This week the leadership of the Tigray People’s Liberation Front (TPLF) announced that forces that have been clashing with the federal government in a see-sawing military campaign were withdrawing from positions outside the boundaries of the Tigray region. The TPLF framed the decision as a step intended to catalyze meaningful negotiations with Addis Ababa. But equally, Tigrayan leaders aim to remove any obstacle to decisive international action addressing the crisis. In a letter to UN Secretary-General Antonio Guterres, they called for a no-fly zone over Tigray, arms embargoes on Ethiopia and Eritrea, a humanitarian corridor to bring relief to Tigrayans, and accountability for crimes committed over the course of the war.
Unquestionably, it makes sense to expend diplomatic energy to capitalize on an opening for a comprehensive ceasefire and real political negotiations. The conflict cannot be resolved militarily, regardless of which antagonist has the upper hand at any given time. But any optimism should be cautious, because the obstacles to peace will make progress tremendously difficult. The warring parties trust neither each other nor any of the same external parties. Federally aligned Amhara forces remain in western Tigray and insist that the borders of the Tigrayan region be redrawn. Eritrea’s agenda points away from peace and accountability. The toxic and jingoistic information environment within Ethiopia encourages grandstanding and complicates the politics of peacemaking. Finally, the simmering tensions and outright conflicts in other parts of the Ethiopian state illustrate that lasting stability will require difficult negotiations and meaningful reforms reaching far beyond Tigray.
As for the TPLF’s appeals to international institutions and actors, the United Nations has not inspired confidence to date in addressing the obvious threat to international peace and security posed by the Ethiopian crisis. While human rights organizations decry “global paralysis” in responding to Ethiopia’s conflict and the atrocities committed by all parties, some movements within diaspora communities are claiming there has been far too much Western intervention—part of imagined attempts to align with the TPLF and subjugate Ethiopia. External forces have certainly played a significant role in the conflict, but not the ones targeted by “no more” activists: military assistance in the form of drones from Turkey, the United Arab Emirates, and Iran have been a lifeline for once-beleaguered federal forces. These competing narratives confuse the policy landscape and distract from the human suffering and real geopolitical stakes of an Ethiopian implosion.

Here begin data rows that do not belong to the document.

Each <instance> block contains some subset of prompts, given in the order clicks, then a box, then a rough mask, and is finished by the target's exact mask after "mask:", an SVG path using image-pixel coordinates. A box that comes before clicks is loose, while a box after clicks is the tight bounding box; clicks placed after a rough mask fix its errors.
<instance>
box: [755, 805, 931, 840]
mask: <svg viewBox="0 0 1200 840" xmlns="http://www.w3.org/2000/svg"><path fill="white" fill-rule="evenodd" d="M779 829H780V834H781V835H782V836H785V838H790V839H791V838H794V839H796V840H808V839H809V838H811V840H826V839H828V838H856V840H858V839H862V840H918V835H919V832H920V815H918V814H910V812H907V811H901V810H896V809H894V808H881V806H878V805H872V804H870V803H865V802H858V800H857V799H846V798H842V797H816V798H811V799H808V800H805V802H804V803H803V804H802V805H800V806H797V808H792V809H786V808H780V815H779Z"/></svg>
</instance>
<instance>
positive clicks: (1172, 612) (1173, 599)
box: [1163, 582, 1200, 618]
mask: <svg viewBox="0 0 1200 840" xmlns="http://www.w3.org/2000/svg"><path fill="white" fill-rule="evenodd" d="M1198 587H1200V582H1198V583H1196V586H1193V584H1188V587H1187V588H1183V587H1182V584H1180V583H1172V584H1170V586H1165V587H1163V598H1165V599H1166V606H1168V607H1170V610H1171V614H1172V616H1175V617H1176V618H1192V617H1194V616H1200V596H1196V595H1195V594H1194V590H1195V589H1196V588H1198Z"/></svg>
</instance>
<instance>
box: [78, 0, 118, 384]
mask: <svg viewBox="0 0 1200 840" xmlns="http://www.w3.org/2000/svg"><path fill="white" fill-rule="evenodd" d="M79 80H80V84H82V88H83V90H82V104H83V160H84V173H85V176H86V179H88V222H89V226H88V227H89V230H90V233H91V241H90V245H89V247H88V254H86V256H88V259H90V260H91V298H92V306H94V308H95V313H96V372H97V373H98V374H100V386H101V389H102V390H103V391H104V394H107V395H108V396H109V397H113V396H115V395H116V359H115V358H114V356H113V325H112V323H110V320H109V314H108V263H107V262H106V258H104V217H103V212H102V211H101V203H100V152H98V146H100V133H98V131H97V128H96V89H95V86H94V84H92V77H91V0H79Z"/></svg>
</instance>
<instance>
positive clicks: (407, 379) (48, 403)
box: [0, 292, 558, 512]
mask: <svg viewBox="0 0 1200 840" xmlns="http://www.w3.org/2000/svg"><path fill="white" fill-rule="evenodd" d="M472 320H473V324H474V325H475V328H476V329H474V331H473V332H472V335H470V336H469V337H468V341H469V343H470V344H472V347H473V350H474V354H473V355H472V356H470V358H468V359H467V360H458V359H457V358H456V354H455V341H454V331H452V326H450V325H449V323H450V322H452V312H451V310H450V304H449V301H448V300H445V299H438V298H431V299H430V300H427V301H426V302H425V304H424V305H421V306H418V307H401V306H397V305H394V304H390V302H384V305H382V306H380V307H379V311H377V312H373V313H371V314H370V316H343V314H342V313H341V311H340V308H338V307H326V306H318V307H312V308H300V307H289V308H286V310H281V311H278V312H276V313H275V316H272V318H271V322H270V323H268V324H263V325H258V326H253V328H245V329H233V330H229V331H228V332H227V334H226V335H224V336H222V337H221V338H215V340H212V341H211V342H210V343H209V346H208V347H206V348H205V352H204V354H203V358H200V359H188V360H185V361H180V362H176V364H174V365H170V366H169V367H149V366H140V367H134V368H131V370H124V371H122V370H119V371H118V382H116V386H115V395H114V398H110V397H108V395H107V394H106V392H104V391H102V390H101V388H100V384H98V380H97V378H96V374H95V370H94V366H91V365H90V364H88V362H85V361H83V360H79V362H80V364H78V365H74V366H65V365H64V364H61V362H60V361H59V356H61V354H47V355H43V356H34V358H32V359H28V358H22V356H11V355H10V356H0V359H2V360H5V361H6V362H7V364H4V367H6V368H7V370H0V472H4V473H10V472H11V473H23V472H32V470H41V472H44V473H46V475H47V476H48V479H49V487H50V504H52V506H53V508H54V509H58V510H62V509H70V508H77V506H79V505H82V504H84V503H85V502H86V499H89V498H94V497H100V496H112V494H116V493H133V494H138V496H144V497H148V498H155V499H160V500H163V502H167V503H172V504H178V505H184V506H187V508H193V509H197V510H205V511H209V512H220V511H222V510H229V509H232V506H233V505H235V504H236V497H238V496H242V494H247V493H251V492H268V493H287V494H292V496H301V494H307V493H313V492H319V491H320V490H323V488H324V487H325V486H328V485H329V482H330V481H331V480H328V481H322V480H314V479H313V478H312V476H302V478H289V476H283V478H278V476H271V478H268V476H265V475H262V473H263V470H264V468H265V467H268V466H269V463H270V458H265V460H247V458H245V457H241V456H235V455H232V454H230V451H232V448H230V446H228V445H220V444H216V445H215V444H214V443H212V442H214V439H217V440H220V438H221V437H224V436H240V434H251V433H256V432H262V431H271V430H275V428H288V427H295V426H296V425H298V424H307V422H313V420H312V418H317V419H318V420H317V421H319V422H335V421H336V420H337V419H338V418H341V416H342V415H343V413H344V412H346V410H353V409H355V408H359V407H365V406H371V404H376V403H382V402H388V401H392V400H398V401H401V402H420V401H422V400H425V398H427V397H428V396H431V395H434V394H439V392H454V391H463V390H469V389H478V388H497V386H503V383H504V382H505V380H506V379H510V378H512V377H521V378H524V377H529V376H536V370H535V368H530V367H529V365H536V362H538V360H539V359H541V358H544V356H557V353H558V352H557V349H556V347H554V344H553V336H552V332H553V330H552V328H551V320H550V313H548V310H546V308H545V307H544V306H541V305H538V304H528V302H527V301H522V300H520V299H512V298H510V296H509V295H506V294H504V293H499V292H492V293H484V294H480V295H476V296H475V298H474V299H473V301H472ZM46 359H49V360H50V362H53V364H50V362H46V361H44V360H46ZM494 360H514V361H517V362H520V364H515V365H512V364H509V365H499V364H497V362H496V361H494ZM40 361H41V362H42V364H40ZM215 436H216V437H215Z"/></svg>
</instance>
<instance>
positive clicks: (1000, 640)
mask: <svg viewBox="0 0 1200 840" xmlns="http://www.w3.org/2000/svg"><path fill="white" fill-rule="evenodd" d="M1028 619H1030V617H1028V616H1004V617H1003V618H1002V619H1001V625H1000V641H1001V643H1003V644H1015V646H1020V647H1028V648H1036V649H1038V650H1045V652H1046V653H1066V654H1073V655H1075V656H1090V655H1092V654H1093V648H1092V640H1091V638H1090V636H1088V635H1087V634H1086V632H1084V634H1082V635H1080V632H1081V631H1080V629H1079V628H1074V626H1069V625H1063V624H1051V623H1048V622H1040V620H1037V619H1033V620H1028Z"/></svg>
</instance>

The UN Security Council’s impotence has created space that favors international opportunists that see Ethiopia’s unraveling as a chance to gain influence (and sell weapons). These actors seek to propagate a transactional, rule-free model of interstate relations in which human rights norms and international humanitarian law are utterly irrelevant. Resisting a future dominated by such forces is as worthy an exercise as trying to leverage the TPLF withdrawal into a peace process. But over one year into this conflict, it is not clear that the tools and the will to achieve those goals are sufficient to meet the challenge.